If Object_Id('tempdb..#Xml') Is Not Null
    Drop Table #Xml
 
Create Table #Xml (
    [Id] Int Identity(1, 1) Primary Key,
    [Event] Xml Not Null
)
 
Declare @Xml Xml
Select  @Xml = Cast(target_data As Xml)
From    sys.dm_xe_sessions s
Join    sys.dm_xe_session_targets st
On      s.address = st.event_session_address
Where   s.name = 'Query_Timeouts'
And     st.target_name = 'ring_buffer'
 
Insert  #Xml (Event)
Select  c.query('.') As Event
From    @Xml.nodes('RingBufferTarget/event') As b(c)

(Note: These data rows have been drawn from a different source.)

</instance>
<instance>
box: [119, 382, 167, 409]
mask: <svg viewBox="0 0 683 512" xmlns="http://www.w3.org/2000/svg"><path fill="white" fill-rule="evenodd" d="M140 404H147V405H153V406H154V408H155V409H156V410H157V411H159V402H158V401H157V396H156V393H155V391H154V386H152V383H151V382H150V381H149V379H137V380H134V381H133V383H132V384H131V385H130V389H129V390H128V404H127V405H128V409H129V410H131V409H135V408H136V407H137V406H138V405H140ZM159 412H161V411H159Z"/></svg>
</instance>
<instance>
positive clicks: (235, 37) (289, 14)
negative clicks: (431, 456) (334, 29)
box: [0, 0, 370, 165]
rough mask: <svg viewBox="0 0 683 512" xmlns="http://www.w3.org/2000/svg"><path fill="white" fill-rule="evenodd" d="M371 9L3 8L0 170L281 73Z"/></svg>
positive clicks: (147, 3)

-- Option (Optimize For (@Xml = Null)) -- Allegedly useful for SQL 2008

Select  Switchoffset(Event.value('(event/@timestamp)[1]', 'datetimeoffset'), Datepart(Tzoffset, Sysdatetimeoffset())) As timestamp_adjusted,
        Event.value('(event/@name)[1]', 'nvarchar(50)') As event_name,
        Event.value('(event/action[@name = ''client_hostname'']/value)[1]', 'varchar(32)') As client_hostname,
        Event.value('(event/action[@name = ''server_principal_name'']/value)[1]', 'varchar(128)') As server_principal_name,
		Nullif(Event.value('(event/action[@name = ''plan_handle'']/value)[1]', 'varchar(88)'), Replicate('0', 88)) As plan_handle,
		query_hash, -- These need to be converted later
		query_plan_hash, -- These need to be converted later
        Event.value('(event/action[@name = ''database_name'']/value)[1]', 'nvarchar(128)') As database_name,
        Coalesce(Event.value('(event/data[@name = ''batch_text'']/value)[1]', 'nvarchar(max)'), Event.value('(event/data[@name = ''statement'']/value)[1]', 'nvarchar(max)')) As query,
        Event.value('(event/data[@name = ''result'']/text)[1]', 'nvarchar(50)') As result,
        Event.value('(event/data[@name = ''duration'']/value)[1]', 'bigint') / 1000000.0 As duration_s
From    #Xml
Outer Apply (
		Select	Nullif(Event.value('(event/action[@name = ''query_hash'']/value)[1]', 'decimal(20)'), 0) As query_hash,
		        Nullif(Event.value('(event/action[@name = ''query_plan_hash'']/value)[1]', 'decimal(20)'), 0) As query_plan_hash
		) a
Order By 1

That's an improvement of 6m down to 1s. I'd sure like to know how to improve performance of the first XML query without all the additional code though.